En 2024, six régions dépassent encore la moyenne nationale de 6,8 %, avec un pic à Béni Mellal-Khénifra (9,8 %). Cinq régions concentrent à elles seules près de 70 % des personnes pauvres : Fès-Meknès, Marrakech-Safi, Casablanca-Settat, Rabat-Salé-Kénitra et Tanger-Tétouan-Al Hoceïma.
La carte provinciale révèle aussi des écarts impressionnants : Figuig (24,1 %) et Taounate (21,1 %) affichent des taux supérieurs à 20 %, quand Casablanca ou Rabat tournent autour de 1 %. Ces déséquilibres montrent que la pauvreté n’est pas uniformément répartie, mais concentrée dans certaines poches rurales, souvent oubliées des dynamiques de développement.
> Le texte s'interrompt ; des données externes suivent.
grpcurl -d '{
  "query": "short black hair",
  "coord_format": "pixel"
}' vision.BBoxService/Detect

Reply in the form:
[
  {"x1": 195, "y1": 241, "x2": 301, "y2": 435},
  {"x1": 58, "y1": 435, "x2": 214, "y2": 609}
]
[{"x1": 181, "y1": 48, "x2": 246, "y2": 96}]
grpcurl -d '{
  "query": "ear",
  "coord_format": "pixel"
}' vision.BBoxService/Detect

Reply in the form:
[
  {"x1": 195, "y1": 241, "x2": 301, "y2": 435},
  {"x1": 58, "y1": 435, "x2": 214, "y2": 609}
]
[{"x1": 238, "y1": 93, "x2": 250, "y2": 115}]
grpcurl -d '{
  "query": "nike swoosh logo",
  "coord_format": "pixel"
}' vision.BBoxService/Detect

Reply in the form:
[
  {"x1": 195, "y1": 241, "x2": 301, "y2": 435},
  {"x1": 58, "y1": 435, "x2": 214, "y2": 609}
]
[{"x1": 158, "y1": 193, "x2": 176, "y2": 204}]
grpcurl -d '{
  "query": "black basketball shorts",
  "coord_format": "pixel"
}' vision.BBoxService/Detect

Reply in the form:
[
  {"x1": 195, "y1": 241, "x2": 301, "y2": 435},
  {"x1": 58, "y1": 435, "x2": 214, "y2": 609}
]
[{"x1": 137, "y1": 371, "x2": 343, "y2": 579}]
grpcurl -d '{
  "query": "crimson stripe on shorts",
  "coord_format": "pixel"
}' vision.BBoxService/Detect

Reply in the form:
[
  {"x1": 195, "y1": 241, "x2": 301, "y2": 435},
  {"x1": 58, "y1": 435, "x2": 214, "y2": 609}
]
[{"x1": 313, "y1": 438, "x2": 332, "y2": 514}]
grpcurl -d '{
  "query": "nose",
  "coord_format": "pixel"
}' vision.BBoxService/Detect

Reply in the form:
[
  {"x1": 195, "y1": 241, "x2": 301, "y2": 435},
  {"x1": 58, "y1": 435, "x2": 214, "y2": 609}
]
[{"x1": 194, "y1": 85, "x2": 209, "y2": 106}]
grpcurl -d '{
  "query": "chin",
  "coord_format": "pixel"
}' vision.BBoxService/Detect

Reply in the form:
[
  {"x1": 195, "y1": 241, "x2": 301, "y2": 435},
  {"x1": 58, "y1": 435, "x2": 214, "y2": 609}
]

Le ciblage territorial, une arme efficace mais insuffisante
Les données du HCP confirment que les politiques de ciblage territorial, comme l’Initiative Nationale pour le Développement Humain (INDH), ont eu un impact tangible. Dans les 702 communes rurales ciblées par l’INDH, le taux de pauvreté a baissé de 27,8 % à 15,5 %, contre 19 % à 10,6 % dans les communes non couvertes.
Ce différentiel prouve l’efficacité des interventions localisées mais rappelle aussi la nécessité de renforcer les mécanismes de gouvernance territoriale. Car la vulnérabilité à la pauvreté – c’est-à-dire les ménages proches du seuil critique – reste très élevée dans plusieurs provinces, comme Chefchaouen (21,7 %), Chichaoua (21,1 %) ou encore Zagora (20,3 %).
Au-delà du constat chiffré, la cartographie actualisée de la pauvreté multidimensionnelle pose une question centrale : comment construire une véritable convergence territoriale, sans abandonner les zones les plus fragiles ? Si les politiques publiques ont montré leur efficacité lorsqu’elles sont bien ciblées, il devient urgent de les accompagner d’une réforme profonde de la gouvernance locale, pour assurer un pilotage plus fin, plus transparent et plus réactif des politiques sociales.
La décennie à venir devra donc conjuguer trois leviers : approfondir l’approche multidimensionnelle, pérenniser les efforts en matière de développement humain, et impliquer davantage les collectivités locales. Car c’est au plus près du terrain que se joue la bataille décisive contre la pauvreté invisible, celle qui ne crie pas mais ronge les fondations de la dignité.